Taken together with the outtakes of songs like “Blind Willie McTell”, “Jokerman”, “I and I”, “Don’t Fall Apart on Me Tonight”, “Sweetheart Like You”, “Tight Connection to My Heart”, “Seeing the Real You at Last” and “Dark Eyes”, some of them pleasingly devoid of the production touches added to the versions released on the original albums, they made me think of what it might be like if Bob Dylan turned up in your village with his band, rented the parish hall and spent an evening entertaining the locals. It wouldn’t be a show. It wouldn’t be for posterity. Nobody would be taking notes or keeping score. There might be false starts and missteps and re-runs. There would certainly be some things that didn’t work quite as well as others. Playing these five discs end to end, flattening out the artistic highs and lows, allowing the kaleidoscope of Dylan’s approach to American music to form and disperse and reform, you get a sense of how much fun that would be.

* Bob Dylan’s Springtime in New York: The Bootleg Series 1980-85 is out now in various formats and configurations on the Columbia Legacy label. The photograph of Dylan in New York is from one of the booklets that come with the deluxe version and was taken by Lynn Goldsmith.

7 Comments Post a comment
  1. Jon Tiven #

    I just take issue with one remark—-to my ears his version of “I Wish It Would Rain” is absolutely superb. The greatest performance on this anthology. The whole set is full of highs and lows, and I would have mentioned the fast version of “When The Night Comes Falling From the Sky,” but I’m glad you brought more attention to this collection of “genius throwaways.”

    November 1, 2021
    • OK, Jon — since I have such high regard for your ears, I’ll go back and listen to it again… but it’s still going to be hard to push aside the memory of the sublime original.

      November 1, 2021
  2. Ian #

    A very minor comment – when you listen to an album such as this, do you listen online (eg Spotify) or through some actual medium (CD or Vinyl)?

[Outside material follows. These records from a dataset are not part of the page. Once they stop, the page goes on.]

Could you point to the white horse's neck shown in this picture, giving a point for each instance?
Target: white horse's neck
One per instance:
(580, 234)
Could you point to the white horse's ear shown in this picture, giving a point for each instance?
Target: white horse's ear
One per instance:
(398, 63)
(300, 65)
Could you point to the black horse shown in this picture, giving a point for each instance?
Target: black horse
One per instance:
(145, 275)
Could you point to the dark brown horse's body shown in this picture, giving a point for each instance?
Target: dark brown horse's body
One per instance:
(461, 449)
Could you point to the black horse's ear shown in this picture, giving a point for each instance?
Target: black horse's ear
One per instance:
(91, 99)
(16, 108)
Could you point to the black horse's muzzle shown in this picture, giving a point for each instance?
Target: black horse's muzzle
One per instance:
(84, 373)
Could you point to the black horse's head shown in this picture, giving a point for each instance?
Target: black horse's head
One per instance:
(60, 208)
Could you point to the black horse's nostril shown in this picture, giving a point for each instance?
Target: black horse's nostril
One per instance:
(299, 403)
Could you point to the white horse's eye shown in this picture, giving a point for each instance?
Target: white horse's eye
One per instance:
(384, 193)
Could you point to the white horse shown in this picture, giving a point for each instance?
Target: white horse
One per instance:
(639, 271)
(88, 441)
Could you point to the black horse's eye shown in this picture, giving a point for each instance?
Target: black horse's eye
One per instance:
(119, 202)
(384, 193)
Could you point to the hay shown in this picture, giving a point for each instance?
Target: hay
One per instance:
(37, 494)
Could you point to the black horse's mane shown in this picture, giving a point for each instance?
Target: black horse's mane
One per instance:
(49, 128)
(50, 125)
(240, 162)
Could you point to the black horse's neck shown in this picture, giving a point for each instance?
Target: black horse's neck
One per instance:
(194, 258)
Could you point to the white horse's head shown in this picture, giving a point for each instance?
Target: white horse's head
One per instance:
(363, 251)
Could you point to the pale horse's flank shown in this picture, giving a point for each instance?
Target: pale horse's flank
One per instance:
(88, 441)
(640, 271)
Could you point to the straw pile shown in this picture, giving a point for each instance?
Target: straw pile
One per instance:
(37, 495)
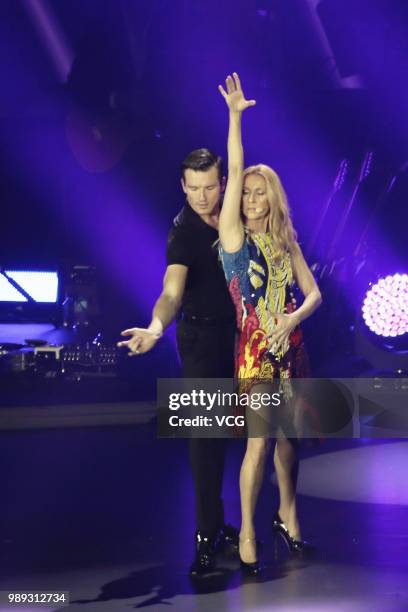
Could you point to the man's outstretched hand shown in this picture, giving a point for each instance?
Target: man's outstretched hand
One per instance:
(141, 340)
(234, 96)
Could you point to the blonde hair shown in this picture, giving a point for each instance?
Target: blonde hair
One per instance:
(280, 226)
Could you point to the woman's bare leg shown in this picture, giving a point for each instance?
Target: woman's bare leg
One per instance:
(287, 466)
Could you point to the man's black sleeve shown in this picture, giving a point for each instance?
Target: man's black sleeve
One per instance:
(179, 249)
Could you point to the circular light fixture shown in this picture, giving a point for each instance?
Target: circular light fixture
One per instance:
(385, 307)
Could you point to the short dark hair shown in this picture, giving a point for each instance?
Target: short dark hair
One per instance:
(202, 160)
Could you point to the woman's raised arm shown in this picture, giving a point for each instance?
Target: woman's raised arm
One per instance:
(231, 228)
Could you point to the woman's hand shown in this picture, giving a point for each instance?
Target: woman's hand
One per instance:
(234, 96)
(279, 338)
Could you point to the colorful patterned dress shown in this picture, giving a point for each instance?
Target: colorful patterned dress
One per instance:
(260, 287)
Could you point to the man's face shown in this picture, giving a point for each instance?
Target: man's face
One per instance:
(203, 190)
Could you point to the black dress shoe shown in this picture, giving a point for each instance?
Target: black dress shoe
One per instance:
(294, 546)
(229, 537)
(250, 569)
(204, 560)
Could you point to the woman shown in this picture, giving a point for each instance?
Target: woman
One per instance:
(261, 261)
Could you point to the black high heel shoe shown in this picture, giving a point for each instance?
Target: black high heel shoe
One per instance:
(250, 569)
(294, 546)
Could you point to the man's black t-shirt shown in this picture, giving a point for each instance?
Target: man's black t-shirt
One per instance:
(191, 243)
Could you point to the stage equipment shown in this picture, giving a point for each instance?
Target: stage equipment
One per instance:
(28, 286)
(385, 307)
(71, 360)
(29, 295)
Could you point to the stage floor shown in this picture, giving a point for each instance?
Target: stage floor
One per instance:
(106, 513)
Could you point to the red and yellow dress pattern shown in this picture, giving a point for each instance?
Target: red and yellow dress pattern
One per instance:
(260, 285)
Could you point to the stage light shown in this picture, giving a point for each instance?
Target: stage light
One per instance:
(29, 286)
(385, 307)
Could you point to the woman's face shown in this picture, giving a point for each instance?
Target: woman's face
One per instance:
(255, 204)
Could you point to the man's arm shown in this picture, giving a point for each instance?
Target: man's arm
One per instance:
(164, 312)
(231, 228)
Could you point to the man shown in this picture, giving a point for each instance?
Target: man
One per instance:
(194, 282)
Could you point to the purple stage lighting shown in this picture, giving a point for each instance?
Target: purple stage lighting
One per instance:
(385, 307)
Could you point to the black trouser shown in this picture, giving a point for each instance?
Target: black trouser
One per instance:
(207, 351)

    My reason for asking is that I find it much more difficult to listen to one thing (eg an album) online than if I have to “put in” some physical device

    November 1, 2021
    • CDs almost invariably. Sometimes vinyl. Rarely streaming unless it’s the only way to hear it. Never Spotify.

      November 1, 2021
    • Paul Crowe #

      Usually cd and sometimes vinyl – that’s all.

      November 1, 2021
  3. I just finished an article (scheduled tomorrow morning) from this release focused on the magnificent version 2 of ‘Don’t Fall Apart on Me Tonight’. Richard, I am a big fan of your articles. I used to procure the Dylan bootlegs until the last decade or so. Thanks for enlightening us on his latest!

    November 1, 2021
  4. mick gold #

    Richard, Agree with your overview of Springtime in New York (and also agree with JT that “I Wish It Would Rain” is a wonderful vocal performance). “Too Late” is a marvellous glimpse of the act of creation. There’s beauty in “Blind Willie McTell” and “New Danville Girl”. But something makes me angry. The price. How can Sony/Jeff Rosen/ Bob Dylan justify charging £100 (or £20 per CD) for unreleased material recorded thirty years? You can buy a new album by Rhiannon Giddens for £10 or less. I’ve bought every Dylan album and Bootleg Series so far but this seems like extortion. Am I being churlish?